Why test coverage metrics lie to you

A case study from a legacy migration project where 94% coverage masked a critical blind spot in business logic.

tl;dr

context: Legacy billing system migration, full test suite rewritten from scratch, 94% coverage reported.
issue: Coverage metrics masked a critical edge case in business logic that only appeared for enterprise accounts.
approach: Stopped reporting coverage as a health metric. Mapped tests explicitly to business rules with named owners.
outcome: Systematic gap identified. Coverage still runs — it just stopped being trusted as a proxy for quality.

We had 94% test coverage. The migration still broke production.

This is the story of how we learned that coverage metrics measure what you tested, not what matters.

The project

A legacy billing system migration. Six months of work, a full test suite rewritten from scratch, and a coverage report that made everyone feel confident. The go-live was scheduled, the stakeholders were happy.

What went wrong

The tests covered every function. What they did not cover was the interaction between a rounding rule introduced in 2019 and a currency conversion edge case that only appeared for a specific subset of enterprise accounts.

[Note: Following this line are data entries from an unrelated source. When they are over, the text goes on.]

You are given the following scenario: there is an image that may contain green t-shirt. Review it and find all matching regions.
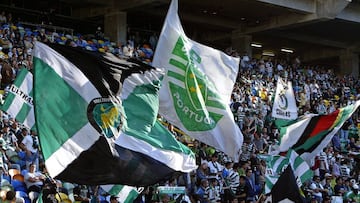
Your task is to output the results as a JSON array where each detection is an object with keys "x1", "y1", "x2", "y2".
[{"x1": 344, "y1": 191, "x2": 360, "y2": 202}]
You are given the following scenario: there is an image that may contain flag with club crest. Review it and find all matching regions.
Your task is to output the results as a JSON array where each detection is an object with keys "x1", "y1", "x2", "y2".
[
  {"x1": 272, "y1": 77, "x2": 298, "y2": 120},
  {"x1": 152, "y1": 0, "x2": 243, "y2": 160},
  {"x1": 33, "y1": 42, "x2": 196, "y2": 186}
]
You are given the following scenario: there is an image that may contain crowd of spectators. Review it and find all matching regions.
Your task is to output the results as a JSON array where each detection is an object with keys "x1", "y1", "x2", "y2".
[
  {"x1": 0, "y1": 10, "x2": 159, "y2": 203},
  {"x1": 0, "y1": 9, "x2": 360, "y2": 203}
]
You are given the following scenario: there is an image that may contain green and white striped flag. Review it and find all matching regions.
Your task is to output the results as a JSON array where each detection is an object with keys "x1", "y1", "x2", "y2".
[
  {"x1": 259, "y1": 149, "x2": 313, "y2": 194},
  {"x1": 1, "y1": 68, "x2": 35, "y2": 130},
  {"x1": 101, "y1": 185, "x2": 143, "y2": 203}
]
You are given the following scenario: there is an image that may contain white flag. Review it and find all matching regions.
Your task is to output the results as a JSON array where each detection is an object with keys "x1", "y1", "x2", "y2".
[
  {"x1": 1, "y1": 68, "x2": 35, "y2": 130},
  {"x1": 272, "y1": 77, "x2": 298, "y2": 120},
  {"x1": 152, "y1": 0, "x2": 243, "y2": 160}
]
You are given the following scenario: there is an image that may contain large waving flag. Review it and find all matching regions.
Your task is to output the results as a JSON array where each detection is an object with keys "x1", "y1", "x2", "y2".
[
  {"x1": 33, "y1": 42, "x2": 196, "y2": 186},
  {"x1": 276, "y1": 100, "x2": 360, "y2": 162},
  {"x1": 259, "y1": 149, "x2": 312, "y2": 194},
  {"x1": 0, "y1": 68, "x2": 35, "y2": 129},
  {"x1": 272, "y1": 77, "x2": 298, "y2": 120},
  {"x1": 152, "y1": 0, "x2": 243, "y2": 160},
  {"x1": 116, "y1": 60, "x2": 196, "y2": 185}
]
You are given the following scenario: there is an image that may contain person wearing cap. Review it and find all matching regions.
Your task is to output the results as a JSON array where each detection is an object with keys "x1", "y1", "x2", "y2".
[
  {"x1": 343, "y1": 184, "x2": 360, "y2": 203},
  {"x1": 110, "y1": 195, "x2": 119, "y2": 203}
]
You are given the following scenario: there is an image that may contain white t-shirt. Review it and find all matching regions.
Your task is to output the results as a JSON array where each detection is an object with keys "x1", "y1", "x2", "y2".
[
  {"x1": 24, "y1": 171, "x2": 44, "y2": 188},
  {"x1": 21, "y1": 135, "x2": 37, "y2": 153},
  {"x1": 207, "y1": 161, "x2": 224, "y2": 175}
]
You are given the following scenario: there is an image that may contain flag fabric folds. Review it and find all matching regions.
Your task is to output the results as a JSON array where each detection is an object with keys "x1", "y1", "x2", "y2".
[
  {"x1": 259, "y1": 149, "x2": 312, "y2": 194},
  {"x1": 101, "y1": 185, "x2": 142, "y2": 203},
  {"x1": 1, "y1": 68, "x2": 35, "y2": 130},
  {"x1": 271, "y1": 77, "x2": 298, "y2": 120},
  {"x1": 33, "y1": 42, "x2": 196, "y2": 186},
  {"x1": 276, "y1": 100, "x2": 360, "y2": 162},
  {"x1": 152, "y1": 0, "x2": 243, "y2": 160},
  {"x1": 115, "y1": 59, "x2": 197, "y2": 185},
  {"x1": 271, "y1": 165, "x2": 306, "y2": 203}
]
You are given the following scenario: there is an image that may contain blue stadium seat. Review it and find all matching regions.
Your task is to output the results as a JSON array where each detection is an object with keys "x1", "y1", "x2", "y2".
[
  {"x1": 2, "y1": 174, "x2": 11, "y2": 183},
  {"x1": 16, "y1": 190, "x2": 28, "y2": 198},
  {"x1": 12, "y1": 179, "x2": 27, "y2": 193},
  {"x1": 21, "y1": 169, "x2": 28, "y2": 176}
]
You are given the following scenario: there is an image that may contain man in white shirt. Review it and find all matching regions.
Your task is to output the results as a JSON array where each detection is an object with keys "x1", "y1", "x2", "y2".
[
  {"x1": 20, "y1": 128, "x2": 39, "y2": 170},
  {"x1": 208, "y1": 153, "x2": 224, "y2": 179},
  {"x1": 24, "y1": 163, "x2": 45, "y2": 202},
  {"x1": 310, "y1": 175, "x2": 327, "y2": 203}
]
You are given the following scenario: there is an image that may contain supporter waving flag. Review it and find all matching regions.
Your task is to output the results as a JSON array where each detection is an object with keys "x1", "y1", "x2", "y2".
[
  {"x1": 275, "y1": 100, "x2": 360, "y2": 163},
  {"x1": 33, "y1": 42, "x2": 196, "y2": 186},
  {"x1": 152, "y1": 0, "x2": 243, "y2": 160}
]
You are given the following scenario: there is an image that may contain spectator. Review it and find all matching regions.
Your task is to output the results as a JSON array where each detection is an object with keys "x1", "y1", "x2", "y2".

94% coverage. 0% coverage of the thing that actually broke.

What we changed

After the incident we stopped reporting coverage as a health metric. Instead we started mapping tests to business rules explicitly — every critical business rule had a named test, and that test was reviewed by someone who understood the rule, not just the code.

Coverage still runs. We just stopped trusting it as a proxy for quality.